By Richard Black
Environment correspondent, BBC News website
Some Republicans wanted to expand oil drilling to meet US energy needs
US President-elect Barack Obama has pledged to "engage vigorously" on climate change, ahead of next month's UN summit on the issue.
Mr Obama will not be at the talks in Poland but said the US would "help lead the world" once he has taken office.
His comments came in a video message to a gathering of US state governors.
Next month's summit is a staging post in a two-year process aimed at securing a new climate treaty when current Kyoto Protocol targets expire in 2012.
Mr Obama will not be attending the UN Framework Convention on Climate Change (UNFCCC) talks, he explained, because "the United States has only one president at a time".
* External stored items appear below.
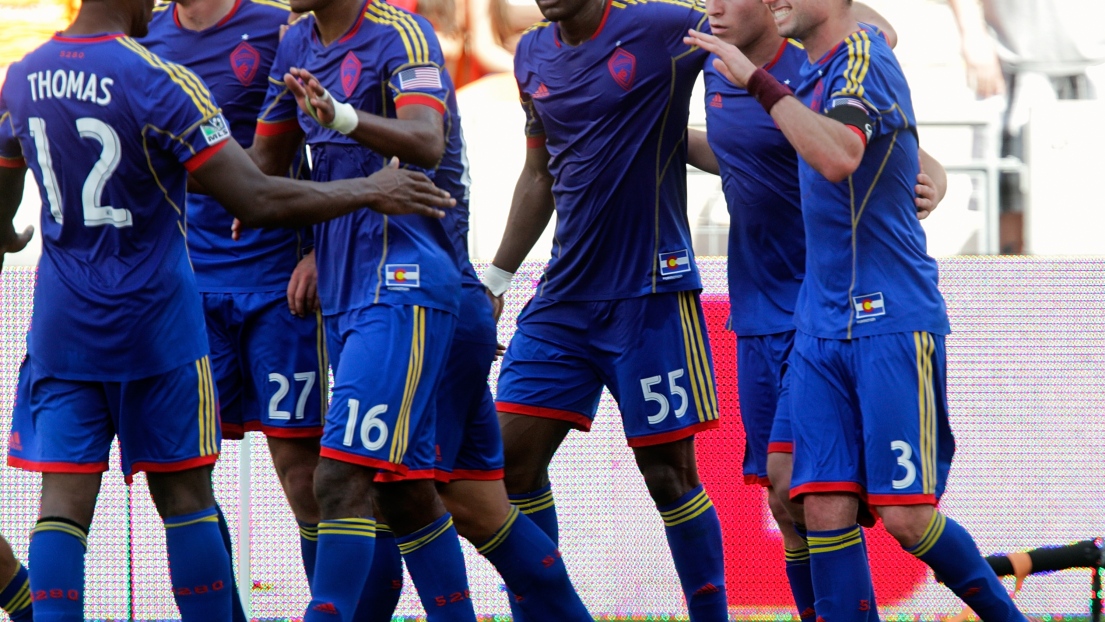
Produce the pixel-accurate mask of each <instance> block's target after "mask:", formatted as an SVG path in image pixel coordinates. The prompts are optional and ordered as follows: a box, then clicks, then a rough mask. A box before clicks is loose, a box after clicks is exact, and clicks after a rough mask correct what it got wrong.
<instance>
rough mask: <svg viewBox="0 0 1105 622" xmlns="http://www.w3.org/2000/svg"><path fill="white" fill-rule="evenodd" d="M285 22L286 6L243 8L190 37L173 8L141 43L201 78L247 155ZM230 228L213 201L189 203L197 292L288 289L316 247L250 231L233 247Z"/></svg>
mask: <svg viewBox="0 0 1105 622" xmlns="http://www.w3.org/2000/svg"><path fill="white" fill-rule="evenodd" d="M288 14H291V9H288V7H287V4H286V3H283V2H276V1H274V0H238V2H236V3H235V4H234V7H233V8H232V9H231V10H230V13H228V14H227V17H225V18H223V19H222V20H221V21H220V22H219V23H217V24H215V25H213V27H211V28H209V29H206V30H202V31H193V30H189V29H187V28H185V27H182V25H181V24H180V21H179V19H178V17H177V4H176V3H175V2H173V3H169V4H160V6H158V7H157V8H156V9H154V19H152V20H151V21H150V23H149V34H148V35H147V36H146V38H145V39H143V40H141V43H143V44H144V45H146V48H148V49H149V50H150V51H151V52H154V53H155V54H157V55H159V56H161V57H164V59H167V60H170V61H172V62H175V63H180V64H182V65H185V66H187V67H189V68H190V70H192V71H193V72H196V73H197V74H198V75H199V76H200V77H201V78H202V80H203V82H204V83H206V84H207V85H208V87H209V88H210V89H211V93H212V94H213V95H214V98H215V101H218V102H219V104H220V105H221V106H222V112H223V115H225V117H227V120H228V122H230V130H231V133H232V134H233V136H234V139H235V140H238V143H239V144H240V145H241V146H242V147H249V146H250V145H252V144H253V133H254V128H255V126H256V118H257V113H260V112H261V105H262V104H263V103H264V98H265V92H266V91H267V88H269V71H270V67H271V66H272V63H273V57H274V56H275V55H276V44H277V42H278V35H280V27H282V25H284V24H286V23H287V17H288ZM301 161H302V160H298V161H297V162H296V165H299V162H301ZM233 220H234V217H232V215H231V214H230V213H229V212H228V211H227V210H225V209H223V207H222V205H220V204H219V202H218V201H215V200H214V199H213V198H211V197H209V196H207V194H189V196H188V251H189V253H190V254H191V259H192V266H193V267H194V268H196V282H197V284H198V285H199V288H200V292H225V293H229V292H271V291H274V289H283V288H285V287H286V286H287V280H288V276H290V275H291V274H292V271H293V270H295V266H296V263H298V261H299V259H301V257H302V255H303V252H304V250H305V247H306V246H309V244H311V235H309V230H302V231H297V230H291V229H278V228H275V229H246V230H243V231H242V236H241V239H240V240H239V241H236V242H235V241H233V240H231V238H230V226H231V223H232V222H233Z"/></svg>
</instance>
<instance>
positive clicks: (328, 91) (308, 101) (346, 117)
mask: <svg viewBox="0 0 1105 622" xmlns="http://www.w3.org/2000/svg"><path fill="white" fill-rule="evenodd" d="M324 91H325V89H324ZM326 97H327V98H329V101H330V104H331V105H333V106H334V120H331V122H330V123H323V122H322V120H320V119H319V118H318V109H317V108H315V107H314V106H313V105H311V98H309V97H308V98H307V99H306V101H305V103H306V105H307V114H308V115H311V118H313V119H315V120H316V122H317V123H318V125H320V126H323V127H325V128H328V129H333V130H335V131H338V133H341V134H344V135H347V136H348V135H349V133H351V131H352V130H355V129H357V124H359V123H360V122H359V120H358V119H357V108H354V107H352V106H351V105H349V104H346V103H345V102H338V101H337V99H336V98H335V97H334V96H333V95H330V92H329V91H326Z"/></svg>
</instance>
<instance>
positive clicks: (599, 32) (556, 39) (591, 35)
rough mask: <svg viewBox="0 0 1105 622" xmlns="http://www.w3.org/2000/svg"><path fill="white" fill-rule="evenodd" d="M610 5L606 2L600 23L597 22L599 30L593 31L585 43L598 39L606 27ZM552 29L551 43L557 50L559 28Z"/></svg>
mask: <svg viewBox="0 0 1105 622" xmlns="http://www.w3.org/2000/svg"><path fill="white" fill-rule="evenodd" d="M612 3H613V0H607V8H606V9H603V10H602V21H600V22H599V28H597V29H594V33H593V34H591V36H589V38H588V39H587V41H594V40H596V39H598V38H599V33H601V32H602V29H603V28H606V27H607V19H609V18H610V7H611V4H612ZM552 28H554V29H555V30H554V31H552V41H554V42H555V43H556V46H557V48H559V46H560V27H559V24H558V25H554V27H552ZM587 41H583V42H581V43H580V45H582V44H583V43H587Z"/></svg>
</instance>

But, he continued: "Once I take office, you can be sure that the United States will once again engage vigorously in these negotiations, and help lead the world toward a new era of global co-operation on climate change."
The decision by White House incumbent George W Bush in 2001 to withdraw from the Kyoto Protocol is widely seen as the principal reason why the treaty came into force later than planned and with a much weaker impact on greenhouse gas emissions than its architects had envisaged.
Earlier this week the UNFCCC reported that greenhouse gas emissions from developed nations rose by 2.3% between 2000 and 2006.
Mr Obama's video message was played at the opening of the Governors' Global Climate Summit, a session called and hosted by California's Governor Arnold Schwarzenegger.
On the eve of the meeting, Mr Schwarzenegger announced plans to have his state generate one-third of its electricity by 2020 from renewable sources.
Climate and energy security are interlinked issues for the US
If replicated nationwide, that would take the US some way towards the national target Mr Obama espoused during his election campaign, of reducing greenhouse gas emissions by 80% by 2050.
Alongside his pledge to re-engage with the UN process, the president-elect also promised during his campaign to establish "a Global Energy Forum of the world's largest emitters".
The parallel fora established under Mr Bush's presidency - the Asia-Pacific Partnership on Clean Development and Climate and the Major Economies (or Big Emitters) group - were seen as diversions from the UN process, and it is not yet clear how Mr Obama sees the relationship between the UNFCCC and his proposed new body.
Although he will not be at the UN summit next month in Poznan, the president-elect said he would ask members of Congress to "report back".
Outside the US, his leadership is widely seen as crucial to achieving a significant treaty. But timescales are clearly an issue.
The "roadmap" leading from last year's UN summit in Bali is supposed to conclude with the signing of a new global treaty at the end of 2009.
As Mr Obama's team may not be in place for several months, and would then have to agree a joint US position with Congress, the 2009 target looks difficult.
The EU has floated the possibility of holding an interim UN summit, perhaps in the middle of next year, at which the Obama presidency could play a full role.